Table 1 A proposed model of dynamic trait and state related brain changes in eating disorders

During acute food restriction or episodes of purging, brain volumes may decrease due to the lack of fluids [74], but higher orbitofrontal and insula cortex volumes may be present before, during and after recovery, when controlling for acute malnutrition. It is possible that increased right insula volume predisposes especially restricting type AN individuals to have disturbed interoception and body experience [59] and while a possible trait of higher left sided insula volume in BN could prejudice those individuals to be more sensitive to gastrointestinal perception [60, 61] and promote the need to alleviate fullness by self induced vomiting.

The functional responses to reward (increased in AN, decreased in BN) and anxiety (increased in AN and BN) specific tasks will adapt during the course of illness of EDs and will be exaggerated compared to the premorbid state.

With ongoing illness, food restriction will further heighten sensitivity to salient stimuli in AN, while binge eating and purging behavior will more and more reduce reward responsiveness in BN. By the same time AN and BN individuals both struggle with shape and weight related fears, which drive the seemingly illogical presentation of rather continuing the ED illness behavior than work on recovery.
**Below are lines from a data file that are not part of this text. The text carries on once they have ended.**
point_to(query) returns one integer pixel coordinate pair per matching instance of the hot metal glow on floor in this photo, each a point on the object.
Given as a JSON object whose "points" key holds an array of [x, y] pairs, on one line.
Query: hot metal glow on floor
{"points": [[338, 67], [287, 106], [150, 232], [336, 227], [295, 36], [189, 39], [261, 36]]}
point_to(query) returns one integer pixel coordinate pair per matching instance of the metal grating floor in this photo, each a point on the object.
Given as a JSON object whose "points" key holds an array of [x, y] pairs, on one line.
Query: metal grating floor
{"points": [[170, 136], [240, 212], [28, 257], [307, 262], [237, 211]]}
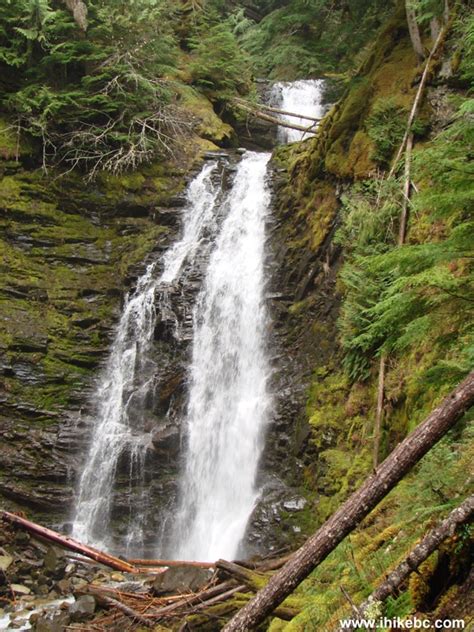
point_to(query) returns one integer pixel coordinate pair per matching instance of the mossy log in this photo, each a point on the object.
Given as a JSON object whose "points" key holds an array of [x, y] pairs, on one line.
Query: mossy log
{"points": [[405, 456], [420, 553]]}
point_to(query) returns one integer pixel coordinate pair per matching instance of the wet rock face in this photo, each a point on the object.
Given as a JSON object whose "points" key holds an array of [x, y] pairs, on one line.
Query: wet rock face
{"points": [[68, 252], [303, 305]]}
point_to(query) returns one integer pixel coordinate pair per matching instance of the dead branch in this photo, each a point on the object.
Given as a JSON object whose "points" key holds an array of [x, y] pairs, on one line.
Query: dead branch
{"points": [[417, 101]]}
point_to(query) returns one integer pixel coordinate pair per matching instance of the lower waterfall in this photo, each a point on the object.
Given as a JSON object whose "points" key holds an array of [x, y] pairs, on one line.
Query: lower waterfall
{"points": [[228, 398], [228, 401], [119, 425]]}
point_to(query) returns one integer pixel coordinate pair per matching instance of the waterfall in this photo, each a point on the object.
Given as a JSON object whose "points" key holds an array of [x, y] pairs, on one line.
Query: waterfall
{"points": [[228, 398], [299, 97], [128, 377]]}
This is because the fear and anxiety are just so intolerable for them and the particular illness behavior at least in the moment alleviates their fears more than normalization of eating behavior.

Conclusion

EDs are multifactorial illnesses with a variety of bio-psycho-social aspects, yet they run in families and there should be strong biological factors that predispose ED individuals to developing those disorders. In this synthesis of some of the most recent ED brain imaging literature I proposed a model of potential predisposing structural and functional brain alterations that could contribute to the development of EDs and why it may be so difficult to overcome them. The origins of alterations in premorbid brain structure or function is unclear, however genes and environment are most likely responsible for specifically shaping brain development during childhood and adolescence in individuals susceptible to develop EDs. Studies along developmental trajectories will be needed to disentangle trait from state related underlying neurobiology in EDs and to study interventions that could prevent EDs in individuals at risk.